What does it cost to start a home health care agency?
Home health agency startup costs vary significantly based on whether you pursue Medicare certification from the outset, your state’s regulatory environment, and planned initial scale. Here is a realistic breakdown: Licensing and regulatory costs: — State home health agency license: $300–$3,000 application fee. — Background checks for initial caregiving staff (30–100 hires): $3,000–$10,000. — Business entity formation + EIN: $100–$800. — NPI registration (Type 1 and Type 2): Free. — Medicare enrollment (CMS-855A via PECOS): No application fee, but requires 40–80 hours of administrative time or consultant support ($2,000–$8,000 if using a consultant). — Total regulatory: $5,000–$22,000. Insurance (first year): — Professional + general liability: $6,000–$15,000. — Workers’ compensation: $6,000–$18,000. — Commercial auto + cyber: $3,500–$10,000. — Surety bond: $500–$2,500. — Total insurance: $16,000–$45,000. Technology: — Home health EHR software (Homecare Homebase, MatrixCare, WellSky, Axxess): $500–$2,000/month. Required for OASIS data submission to CMS. — Electronic Visit Verification (EVV) system: Required for Medicaid-funded personal care and home health visits in most states (21st Century Cures Act requirement). Often integrated into EHR. Separate EVV system cost: $0–$500/month. — Billing software or billing service: 4%–8% of collections or $500–$2,000/month. — Total technology: $12,000–$50,000/year. Working capital: — The Medicare PDGM payment model pays for 30-day periods in arrears. You will pay caregivers for 30–60 days of care before receiving Medicare payment for those episodes. Budget 3–6 months of payroll and operating expenses: $75,000–$200,000 depending on planned census size. Consulting, legal, and policy development: — Healthcare attorney for entity structuring, Anti-Kickback/Stark review, and Medicaid enrollment: $5,000–$15,000. — Policy manual development (customized for your agency and state): $3,000–$10,000. — Medicare certification consultant or survey preparation: $5,000–$15,000. Total first-year startup cost: $120,000–$350,000 for an agency actively pursuing Medicare certification and building toward a sustainable census of 15–30 patients.
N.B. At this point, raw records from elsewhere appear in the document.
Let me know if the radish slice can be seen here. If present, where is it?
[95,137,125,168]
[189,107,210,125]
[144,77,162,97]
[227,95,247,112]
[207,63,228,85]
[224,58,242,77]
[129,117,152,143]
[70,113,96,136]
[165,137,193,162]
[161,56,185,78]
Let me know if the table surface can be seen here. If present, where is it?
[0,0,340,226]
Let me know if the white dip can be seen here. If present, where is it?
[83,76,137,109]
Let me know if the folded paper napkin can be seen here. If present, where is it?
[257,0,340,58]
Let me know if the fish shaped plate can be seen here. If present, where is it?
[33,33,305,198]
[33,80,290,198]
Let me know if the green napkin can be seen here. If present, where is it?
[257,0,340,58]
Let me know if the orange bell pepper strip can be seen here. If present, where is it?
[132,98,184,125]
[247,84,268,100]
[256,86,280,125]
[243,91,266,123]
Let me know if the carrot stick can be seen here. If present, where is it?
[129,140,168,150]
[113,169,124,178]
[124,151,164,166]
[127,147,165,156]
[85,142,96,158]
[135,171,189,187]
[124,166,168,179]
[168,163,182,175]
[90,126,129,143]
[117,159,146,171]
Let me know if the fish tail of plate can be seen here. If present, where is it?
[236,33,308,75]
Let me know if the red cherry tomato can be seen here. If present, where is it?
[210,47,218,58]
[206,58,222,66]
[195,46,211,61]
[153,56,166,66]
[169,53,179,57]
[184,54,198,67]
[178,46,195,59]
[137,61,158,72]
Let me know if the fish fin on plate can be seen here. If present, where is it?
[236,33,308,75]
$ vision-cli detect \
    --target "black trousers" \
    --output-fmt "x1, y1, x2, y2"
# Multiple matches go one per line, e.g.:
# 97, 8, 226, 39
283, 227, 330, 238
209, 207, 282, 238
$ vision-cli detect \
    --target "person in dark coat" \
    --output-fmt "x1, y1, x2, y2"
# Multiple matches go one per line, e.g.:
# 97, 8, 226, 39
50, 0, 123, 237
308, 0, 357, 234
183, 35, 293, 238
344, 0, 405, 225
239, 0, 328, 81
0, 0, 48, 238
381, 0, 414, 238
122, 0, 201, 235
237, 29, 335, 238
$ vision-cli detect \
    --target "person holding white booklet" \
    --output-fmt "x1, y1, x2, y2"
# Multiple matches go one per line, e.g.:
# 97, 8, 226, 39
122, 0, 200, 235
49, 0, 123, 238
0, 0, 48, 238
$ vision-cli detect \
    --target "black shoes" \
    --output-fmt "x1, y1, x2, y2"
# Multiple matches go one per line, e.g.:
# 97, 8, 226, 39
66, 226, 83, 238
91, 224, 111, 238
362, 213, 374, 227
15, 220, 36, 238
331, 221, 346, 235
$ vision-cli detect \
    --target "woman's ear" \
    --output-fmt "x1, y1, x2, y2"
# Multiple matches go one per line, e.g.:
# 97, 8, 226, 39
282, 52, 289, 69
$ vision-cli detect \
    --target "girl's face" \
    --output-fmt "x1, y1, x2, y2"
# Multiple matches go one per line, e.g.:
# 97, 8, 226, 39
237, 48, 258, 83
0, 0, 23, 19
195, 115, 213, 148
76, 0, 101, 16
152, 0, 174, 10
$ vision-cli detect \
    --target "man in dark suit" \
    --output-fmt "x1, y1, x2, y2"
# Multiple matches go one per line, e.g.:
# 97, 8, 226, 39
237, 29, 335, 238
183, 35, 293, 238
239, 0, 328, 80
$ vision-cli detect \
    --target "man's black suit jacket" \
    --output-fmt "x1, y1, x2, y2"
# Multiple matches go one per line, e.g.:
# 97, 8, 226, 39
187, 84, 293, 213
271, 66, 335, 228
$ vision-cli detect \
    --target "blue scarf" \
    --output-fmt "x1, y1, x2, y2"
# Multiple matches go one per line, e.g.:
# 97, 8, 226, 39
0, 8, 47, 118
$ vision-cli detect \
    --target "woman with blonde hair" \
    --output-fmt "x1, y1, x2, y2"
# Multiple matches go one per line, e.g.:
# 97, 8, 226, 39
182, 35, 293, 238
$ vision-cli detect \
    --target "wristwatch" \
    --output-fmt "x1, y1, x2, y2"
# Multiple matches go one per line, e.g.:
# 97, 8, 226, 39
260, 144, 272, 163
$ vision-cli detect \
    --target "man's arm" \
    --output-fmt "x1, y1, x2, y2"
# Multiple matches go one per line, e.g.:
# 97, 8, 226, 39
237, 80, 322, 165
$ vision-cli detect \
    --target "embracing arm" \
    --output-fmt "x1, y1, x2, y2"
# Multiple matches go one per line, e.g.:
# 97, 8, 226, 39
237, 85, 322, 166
Home health agency licensing by state

California (CDPH) — no CON Texas (HHSC) — no CON Florida (AHCA) — CON required New York (DOH) — CON for CHHA Georgia — CON required Illinois — CON (some services) Pennsylvania — no CON Ohio — no CON Virginia — CON required Maryland — CON required Arizona — no CON Colorado — no CON

CON status may change; verify current requirements with your state health planning agency before starting the licensing process.